Background: Pulmonary arterial hypertension (PAH) is a progressive disorder characterized by raised pulmonary artery pressures with pathological changes in small pulmonary arteries. Previous studies have shown that approximately 70% of familial PAH and 11-40% of idiopathic PAH (IPAH) cases have mutations in the bone morphogenetic protein receptor type II (BMPR2) gene. In addition, mutations of activin receptor-like kinase 1 (ALK1) gene have also been reported in PAH patients. Since both BMPR2 and ALK1 genes belonging to the transforming growth factor (TGF)-β superfamily are known to predispose to PAH, mutations in other genes of the TGF-β/BMP signaling pathways may also predispose to PAH.

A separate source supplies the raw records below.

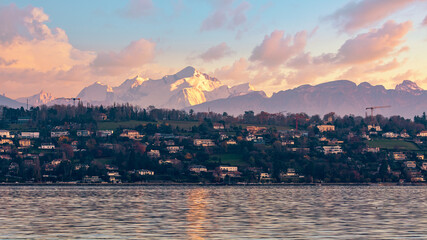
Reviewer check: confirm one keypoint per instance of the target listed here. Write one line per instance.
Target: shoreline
(212, 184)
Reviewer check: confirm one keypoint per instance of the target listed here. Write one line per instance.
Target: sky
(62, 46)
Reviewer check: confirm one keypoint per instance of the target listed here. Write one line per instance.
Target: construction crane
(74, 99)
(372, 110)
(298, 116)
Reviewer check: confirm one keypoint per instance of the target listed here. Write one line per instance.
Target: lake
(213, 212)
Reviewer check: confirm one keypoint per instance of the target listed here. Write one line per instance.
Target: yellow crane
(74, 99)
(375, 107)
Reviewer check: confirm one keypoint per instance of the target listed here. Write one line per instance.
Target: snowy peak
(410, 87)
(41, 98)
(132, 83)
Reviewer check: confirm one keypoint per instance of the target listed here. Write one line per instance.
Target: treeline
(89, 114)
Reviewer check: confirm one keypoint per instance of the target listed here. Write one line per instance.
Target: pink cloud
(424, 23)
(134, 55)
(276, 49)
(137, 9)
(216, 52)
(238, 72)
(374, 45)
(224, 15)
(359, 14)
(26, 42)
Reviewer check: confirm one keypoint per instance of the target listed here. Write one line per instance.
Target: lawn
(109, 125)
(229, 159)
(393, 144)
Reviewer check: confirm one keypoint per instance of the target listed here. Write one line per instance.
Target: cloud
(26, 42)
(216, 52)
(360, 14)
(424, 23)
(134, 55)
(374, 45)
(137, 9)
(238, 72)
(276, 49)
(224, 15)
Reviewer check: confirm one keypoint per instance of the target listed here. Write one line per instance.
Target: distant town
(126, 144)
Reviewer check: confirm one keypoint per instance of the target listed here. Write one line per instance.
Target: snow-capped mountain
(38, 99)
(410, 87)
(342, 97)
(188, 87)
(8, 102)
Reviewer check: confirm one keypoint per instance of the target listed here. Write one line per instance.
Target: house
(250, 138)
(374, 128)
(372, 149)
(170, 161)
(5, 134)
(404, 135)
(203, 142)
(174, 149)
(83, 133)
(410, 164)
(332, 149)
(228, 168)
(131, 134)
(144, 172)
(93, 179)
(399, 156)
(49, 146)
(30, 134)
(25, 143)
(101, 117)
(326, 128)
(59, 134)
(114, 177)
(218, 126)
(231, 142)
(390, 135)
(264, 176)
(255, 129)
(422, 134)
(197, 168)
(6, 141)
(153, 154)
(104, 133)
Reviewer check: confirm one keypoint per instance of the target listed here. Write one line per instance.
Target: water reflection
(197, 213)
(228, 212)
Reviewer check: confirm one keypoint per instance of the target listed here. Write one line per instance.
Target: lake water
(213, 212)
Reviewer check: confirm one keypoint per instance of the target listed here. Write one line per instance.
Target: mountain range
(192, 89)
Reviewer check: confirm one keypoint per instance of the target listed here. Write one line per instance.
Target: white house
(5, 134)
(332, 149)
(197, 168)
(228, 168)
(49, 146)
(390, 135)
(30, 134)
(422, 134)
(59, 134)
(203, 142)
(143, 172)
(326, 128)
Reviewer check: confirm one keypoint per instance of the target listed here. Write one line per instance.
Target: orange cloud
(216, 52)
(134, 55)
(374, 45)
(225, 16)
(276, 49)
(27, 43)
(359, 14)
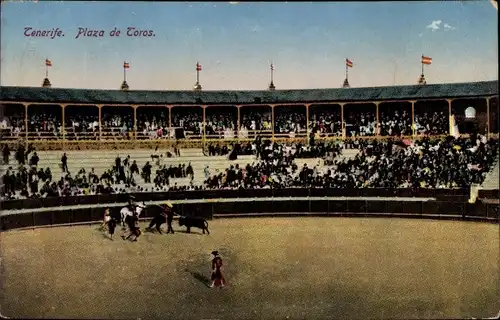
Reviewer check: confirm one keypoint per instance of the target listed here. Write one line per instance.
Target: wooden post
(63, 125)
(99, 108)
(488, 117)
(342, 123)
(307, 121)
(204, 136)
(450, 127)
(26, 120)
(272, 122)
(169, 120)
(413, 131)
(238, 122)
(135, 121)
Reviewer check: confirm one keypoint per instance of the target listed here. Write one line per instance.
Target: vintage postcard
(355, 144)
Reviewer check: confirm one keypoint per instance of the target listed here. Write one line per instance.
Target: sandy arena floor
(276, 268)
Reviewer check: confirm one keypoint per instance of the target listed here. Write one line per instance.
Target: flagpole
(346, 70)
(422, 62)
(272, 72)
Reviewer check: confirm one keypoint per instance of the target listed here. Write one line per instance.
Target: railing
(445, 194)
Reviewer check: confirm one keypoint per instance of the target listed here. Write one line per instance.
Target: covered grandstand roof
(432, 91)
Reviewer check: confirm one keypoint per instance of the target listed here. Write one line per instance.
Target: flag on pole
(426, 60)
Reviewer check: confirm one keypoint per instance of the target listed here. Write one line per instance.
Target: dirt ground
(276, 268)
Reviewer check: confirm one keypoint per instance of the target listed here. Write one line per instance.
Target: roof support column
(99, 109)
(63, 122)
(342, 122)
(488, 117)
(26, 120)
(135, 121)
(204, 134)
(169, 121)
(238, 122)
(413, 118)
(272, 122)
(450, 124)
(307, 123)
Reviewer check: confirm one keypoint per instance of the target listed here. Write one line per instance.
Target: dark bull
(195, 222)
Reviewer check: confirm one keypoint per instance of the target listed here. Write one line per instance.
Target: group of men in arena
(129, 217)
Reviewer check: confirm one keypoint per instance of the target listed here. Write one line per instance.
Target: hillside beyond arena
(276, 268)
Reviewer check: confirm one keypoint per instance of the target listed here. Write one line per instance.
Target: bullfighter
(217, 277)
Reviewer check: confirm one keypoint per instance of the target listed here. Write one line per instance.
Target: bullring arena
(306, 249)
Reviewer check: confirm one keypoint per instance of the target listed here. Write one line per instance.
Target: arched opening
(470, 113)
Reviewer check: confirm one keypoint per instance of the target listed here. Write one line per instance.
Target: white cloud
(448, 27)
(434, 25)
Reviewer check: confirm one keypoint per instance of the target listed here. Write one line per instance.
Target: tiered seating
(102, 160)
(491, 181)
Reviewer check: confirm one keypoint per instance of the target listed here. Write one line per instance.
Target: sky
(236, 42)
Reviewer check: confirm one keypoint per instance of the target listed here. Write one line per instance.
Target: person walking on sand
(110, 222)
(217, 277)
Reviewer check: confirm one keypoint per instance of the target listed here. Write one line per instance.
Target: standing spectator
(64, 163)
(146, 171)
(6, 154)
(34, 160)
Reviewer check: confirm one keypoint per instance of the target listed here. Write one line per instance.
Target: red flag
(426, 60)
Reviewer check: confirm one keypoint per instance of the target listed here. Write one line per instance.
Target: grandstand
(56, 120)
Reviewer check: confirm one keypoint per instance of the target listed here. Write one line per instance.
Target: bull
(195, 222)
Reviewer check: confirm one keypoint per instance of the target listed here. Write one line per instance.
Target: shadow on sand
(200, 277)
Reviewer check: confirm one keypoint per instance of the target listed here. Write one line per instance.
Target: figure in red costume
(217, 277)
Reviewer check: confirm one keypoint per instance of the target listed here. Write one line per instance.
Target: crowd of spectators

Methods: We screened for mutations in ENDOGLIN, SMAD1, SMAD2, SMAD3, SMAD4, SMAD5, SMAD6 and SMAD8 genes, which are involved in the TGF-β/BMP signalings, in 23 patients with IPAH who had no mutations in BMPR2 or ALK1.

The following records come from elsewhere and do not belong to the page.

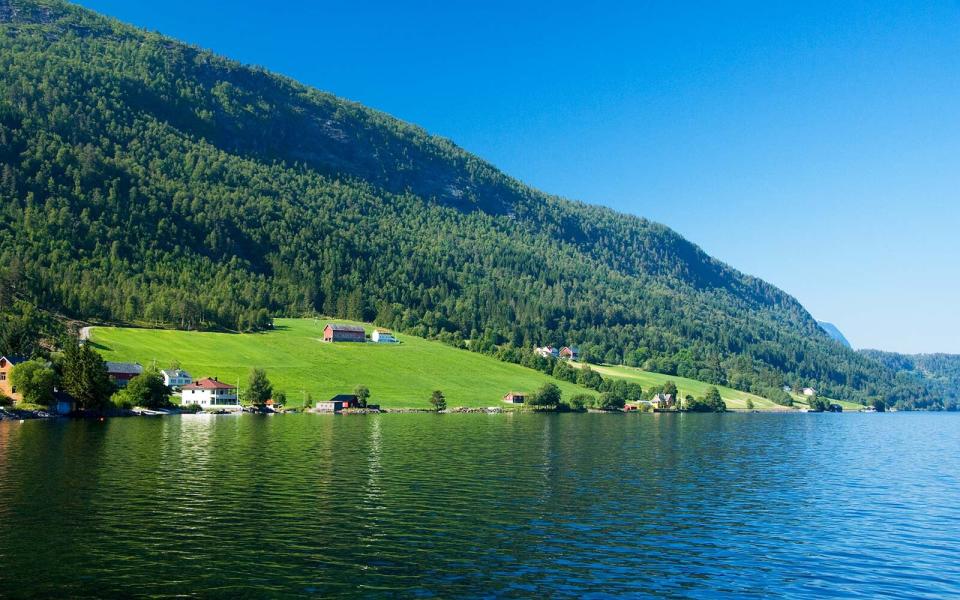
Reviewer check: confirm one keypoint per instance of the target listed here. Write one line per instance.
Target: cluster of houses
(565, 353)
(342, 332)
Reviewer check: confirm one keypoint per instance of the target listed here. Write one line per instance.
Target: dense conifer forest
(147, 181)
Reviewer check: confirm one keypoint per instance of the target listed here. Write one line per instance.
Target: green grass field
(297, 361)
(733, 398)
(646, 379)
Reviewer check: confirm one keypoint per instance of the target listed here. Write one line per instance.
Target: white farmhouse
(210, 394)
(176, 378)
(547, 352)
(382, 336)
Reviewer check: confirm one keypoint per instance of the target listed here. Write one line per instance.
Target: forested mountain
(834, 332)
(144, 180)
(923, 380)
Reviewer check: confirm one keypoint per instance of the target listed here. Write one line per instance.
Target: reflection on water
(448, 505)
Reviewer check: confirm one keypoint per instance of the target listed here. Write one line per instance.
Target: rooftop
(124, 367)
(208, 384)
(345, 327)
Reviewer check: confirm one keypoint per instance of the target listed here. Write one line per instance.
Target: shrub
(581, 401)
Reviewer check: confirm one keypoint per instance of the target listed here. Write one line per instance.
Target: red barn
(6, 368)
(121, 373)
(338, 332)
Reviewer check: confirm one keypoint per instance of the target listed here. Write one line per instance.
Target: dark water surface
(482, 505)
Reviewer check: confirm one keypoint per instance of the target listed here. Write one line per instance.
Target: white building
(547, 352)
(382, 336)
(176, 378)
(210, 394)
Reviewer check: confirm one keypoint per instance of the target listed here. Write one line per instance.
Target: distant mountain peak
(834, 332)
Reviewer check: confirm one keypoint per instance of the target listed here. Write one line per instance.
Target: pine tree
(258, 389)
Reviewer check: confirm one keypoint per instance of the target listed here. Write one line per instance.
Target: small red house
(339, 332)
(121, 373)
(6, 368)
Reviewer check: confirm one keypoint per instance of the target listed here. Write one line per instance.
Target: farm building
(176, 378)
(6, 368)
(339, 332)
(547, 352)
(338, 403)
(121, 373)
(210, 393)
(515, 397)
(63, 403)
(329, 406)
(663, 402)
(383, 336)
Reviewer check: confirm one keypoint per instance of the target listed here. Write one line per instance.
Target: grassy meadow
(646, 379)
(297, 361)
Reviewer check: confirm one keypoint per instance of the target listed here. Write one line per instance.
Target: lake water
(482, 505)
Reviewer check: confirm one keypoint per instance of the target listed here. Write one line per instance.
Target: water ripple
(803, 506)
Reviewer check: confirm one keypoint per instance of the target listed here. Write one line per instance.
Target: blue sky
(815, 145)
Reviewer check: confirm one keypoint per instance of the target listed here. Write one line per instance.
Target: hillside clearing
(298, 362)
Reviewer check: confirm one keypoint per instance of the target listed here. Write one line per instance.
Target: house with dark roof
(7, 363)
(176, 378)
(63, 403)
(341, 332)
(515, 397)
(121, 373)
(662, 402)
(338, 403)
(383, 336)
(210, 393)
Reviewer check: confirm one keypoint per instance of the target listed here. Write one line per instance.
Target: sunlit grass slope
(646, 379)
(297, 361)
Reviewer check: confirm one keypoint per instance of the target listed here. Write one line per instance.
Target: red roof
(208, 384)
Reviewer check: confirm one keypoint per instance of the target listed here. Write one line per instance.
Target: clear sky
(813, 144)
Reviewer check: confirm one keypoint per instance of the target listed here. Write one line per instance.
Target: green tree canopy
(259, 389)
(438, 400)
(363, 395)
(35, 381)
(84, 375)
(548, 395)
(147, 390)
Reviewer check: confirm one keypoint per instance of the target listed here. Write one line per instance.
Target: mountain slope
(834, 332)
(144, 180)
(298, 362)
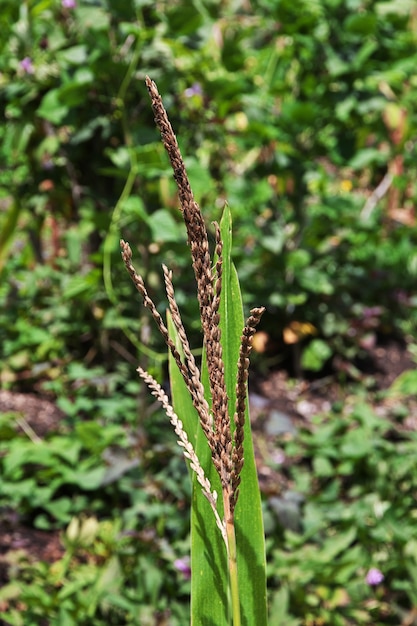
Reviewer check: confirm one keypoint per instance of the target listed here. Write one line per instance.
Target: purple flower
(27, 65)
(374, 577)
(194, 90)
(183, 566)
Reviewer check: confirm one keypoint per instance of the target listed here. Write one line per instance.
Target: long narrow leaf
(209, 588)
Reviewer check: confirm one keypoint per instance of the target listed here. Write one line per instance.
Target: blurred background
(302, 117)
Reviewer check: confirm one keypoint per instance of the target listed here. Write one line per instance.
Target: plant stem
(233, 579)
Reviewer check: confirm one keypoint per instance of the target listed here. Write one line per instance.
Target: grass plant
(228, 583)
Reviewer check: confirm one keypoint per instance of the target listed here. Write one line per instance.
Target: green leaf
(209, 590)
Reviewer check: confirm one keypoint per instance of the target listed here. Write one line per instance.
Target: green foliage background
(293, 113)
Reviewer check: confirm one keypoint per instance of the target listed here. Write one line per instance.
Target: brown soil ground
(274, 392)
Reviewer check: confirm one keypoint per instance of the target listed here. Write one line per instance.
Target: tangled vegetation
(302, 117)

Results: A nonsense mutation in SMAD8 designated c.606 C>A, p.C202X was identified in one patient. The farther of this patient was also identified to have same mutation. Functional analysis showed the truncated form of SMAD8 C202X protein was not phosphorylated by constitutively active ALK3 and ALK1. The SMAD8 mutant was also unable to interact with SMAD4. The response to BMP was analyzed using SMAD4 and/or ca-ALK3. The transcriptional activition of the SMAD8 mutant was inefficient compared with SMAD8 wild type.
Conclusion: We describe the first mutation in SMAD8 in a patient with IPAH. Our findings suggest involvement of SMAD8 in the pathogenesis of PAH.